More water. And the crunch of glass under his feet. No, ice.

And the air. It was cold. So fucking cold. And so. . so fresh. He kept following it.

He stopped. In the black void ahead, he could see something. He squinted, afraid his mind was deceiving him again.

There was something there. A glimmer of gray. . a faint cast of light and he knew what it was. The doors. The metal doors were open and the air he was feeling was coming from the opening by the lift.

The doors were open.

He stumbled to them, pressing his hands against the rusty surface. Then he felt his way along the concrete wall, his feet slipping on the water, the air getting colder and clearer.

The lift came into view, blue in the shaft of moonlight. A shadowy iron square, frosted with ice, shimmering at the end of the tunnel.

And next to it, a ladder.

He staggered to it. He fell off the first step of the ladder and he had to concentrate to make his foot stay on the rung. He grabbed the sides and pulled himself up, first one step, then another. And finally he was above-ground.

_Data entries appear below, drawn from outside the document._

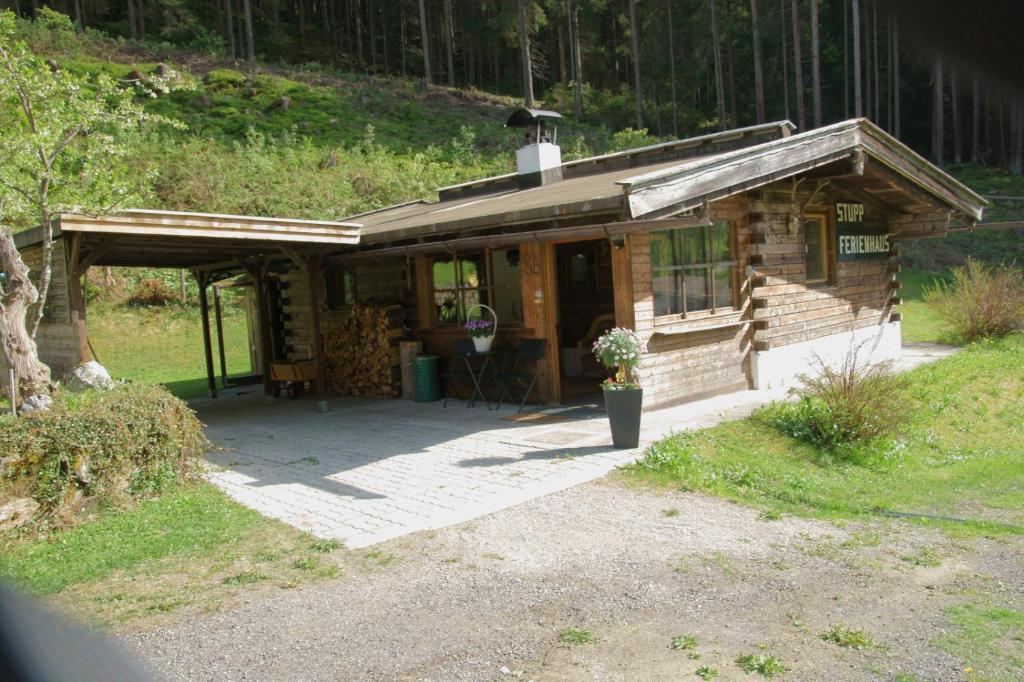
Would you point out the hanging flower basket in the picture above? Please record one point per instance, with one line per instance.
(481, 331)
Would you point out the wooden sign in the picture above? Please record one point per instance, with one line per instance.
(854, 239)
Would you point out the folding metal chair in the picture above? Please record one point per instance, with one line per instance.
(458, 369)
(524, 372)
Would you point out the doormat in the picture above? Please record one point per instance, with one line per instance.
(570, 415)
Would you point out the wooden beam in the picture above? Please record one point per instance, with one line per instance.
(204, 308)
(314, 271)
(220, 336)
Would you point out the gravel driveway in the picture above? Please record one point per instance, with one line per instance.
(486, 600)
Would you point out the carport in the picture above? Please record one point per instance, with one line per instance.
(212, 247)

He threw himself off the ladder, hitting a thick layer of crusty snow, and he wanted to just lie there, but he didn’t, and he crawled a few feet, then pushed his body up onto all fours, gulping in the air. He stayed that way for a long time, afraid to open his eyes, afraid it was all a dream. His hands grew cold in the snow.

Slowly, he rose to his knees and looked out at the cemetery.

Everything was iced over, silvery white under a generous moon, all of it still and unmoving and pure. And it was beautiful.